Al snel wacht de intrigeerder een nieuwe klap - in gefrustreerde gevoelens stuurt hij de arme verzoeker, de heer Stanley, brutaal het huis uit, en na een tijdje blijkt Sir Oliver zelf onder dit masker te schuilen! Nu was hij ervan overtuigd dat er in Joseph 'geen eerlijkheid, geen vriendelijkheid, geen dankbaarheid' was. Sir Peter vult zijn karakterisering aan door Joseph laag, verraderlijk en hypocriet te noemen. De laatste hoop van Joseph is voor Snake, die beloofde te getuigen dat Charles Lady Sniruel de liefde had gezworen. Maar op een cruciaal moment barst deze intrige los. Snake vertelt zelfbewust iedereen dat Joseph en Lady Sniruel 'buitengewoon royaal hebben betaald voor deze leugen, maar helaas' werd hem vervolgens 'tweemaal zoveel aangeboden om de waarheid te vertellen'. Deze "onberispelijke oplichter" verdwijnt om zijn twijfelachtige reputatie te blijven gebruiken.
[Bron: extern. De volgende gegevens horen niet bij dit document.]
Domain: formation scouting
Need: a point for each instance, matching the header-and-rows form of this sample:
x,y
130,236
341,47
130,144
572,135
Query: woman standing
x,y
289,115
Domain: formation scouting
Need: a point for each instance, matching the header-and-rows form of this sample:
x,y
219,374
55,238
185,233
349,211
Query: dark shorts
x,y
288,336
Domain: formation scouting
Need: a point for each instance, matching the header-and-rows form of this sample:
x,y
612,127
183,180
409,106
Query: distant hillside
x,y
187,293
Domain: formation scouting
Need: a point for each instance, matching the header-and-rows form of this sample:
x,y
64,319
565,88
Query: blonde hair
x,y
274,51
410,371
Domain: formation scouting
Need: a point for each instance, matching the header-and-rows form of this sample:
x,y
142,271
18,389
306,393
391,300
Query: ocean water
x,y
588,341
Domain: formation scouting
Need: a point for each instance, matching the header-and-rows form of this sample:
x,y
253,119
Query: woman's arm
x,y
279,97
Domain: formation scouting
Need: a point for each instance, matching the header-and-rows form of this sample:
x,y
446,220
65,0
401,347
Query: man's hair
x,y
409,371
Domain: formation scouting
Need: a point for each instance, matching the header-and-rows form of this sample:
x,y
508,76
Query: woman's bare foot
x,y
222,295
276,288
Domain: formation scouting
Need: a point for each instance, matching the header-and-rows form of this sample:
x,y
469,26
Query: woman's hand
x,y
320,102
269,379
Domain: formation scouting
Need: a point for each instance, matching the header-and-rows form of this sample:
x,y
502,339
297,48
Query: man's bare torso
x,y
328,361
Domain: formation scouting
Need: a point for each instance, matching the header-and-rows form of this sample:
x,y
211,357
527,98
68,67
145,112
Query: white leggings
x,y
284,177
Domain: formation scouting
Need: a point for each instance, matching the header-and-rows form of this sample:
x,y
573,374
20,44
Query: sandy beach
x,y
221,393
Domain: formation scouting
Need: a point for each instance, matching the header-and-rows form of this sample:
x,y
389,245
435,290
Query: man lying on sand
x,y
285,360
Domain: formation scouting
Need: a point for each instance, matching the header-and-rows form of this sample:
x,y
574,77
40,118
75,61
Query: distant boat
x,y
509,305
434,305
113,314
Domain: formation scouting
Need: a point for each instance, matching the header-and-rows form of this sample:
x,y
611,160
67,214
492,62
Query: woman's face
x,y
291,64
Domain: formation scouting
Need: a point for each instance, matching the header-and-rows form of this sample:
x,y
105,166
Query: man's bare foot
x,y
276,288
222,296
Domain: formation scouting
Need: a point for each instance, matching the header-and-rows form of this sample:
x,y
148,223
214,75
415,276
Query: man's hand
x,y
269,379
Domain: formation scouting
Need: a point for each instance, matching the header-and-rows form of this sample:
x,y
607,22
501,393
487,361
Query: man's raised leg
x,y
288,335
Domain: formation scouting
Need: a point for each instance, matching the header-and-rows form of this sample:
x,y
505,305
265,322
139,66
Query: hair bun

Charles wordt de enige erfgenaam van Sir Oliver en ontvangt de hand van Mary, met de vrolijke belofte dat hij niet meer zal afdwalen. Lady Teesle en Sir Peter verzoenen en beseffen dat ze helemaal gelukkig zijn in het huwelijk. Lady Sniruel en Joseph kunnen alleen met elkaar bijten, om erachter te komen wie van hen grote "hebzucht naar het kwaad" toonde, en daarom is alle goed doordachte zaak verloren gegaan. Ze gaan met pensioen onder het spottende advies van Sir Oliver om te trouwen: "Geleende boter en azijn - verdorie, het zou goed samen hebben gewerkt."
Wat betreft het andere "roddelcollege" dat wordt vertegenwoordigd door de heer Backbeit, Lady Cander en de heer Crabtree, ze worden ongetwijfeld getroost door de rijke roddel die ze uit het hele verhaal hebben geleerd. Sir Peter bleek al in hun hervertelling Charles met Lady Teesle te hebben gepakt, een pistool te hebben gepakt - 'en ze schoten op elkaar ... bijna tegelijkertijd.' Sir Peter ligt nu met een kogel in zijn borst en wordt ook doorboord door een zwaard. 'Maar wat verrassend is, de kogel trof Shakespeare's kleine brons op de open haard, stuiterde in een rechte hoek, brak het raam en verwondde de postbode, die net de deur naderde met een aangetekende brief van Northamptonshire!' En het maakt niet uit dat Sir Peter zelf, levend en wel, roddelaars furies en adders noemt. Ze tjilpen, betuigen hun diepste medeleven met hem en buigen waardig, wetende dat hun lessen van laster nog lang zullen voortduren.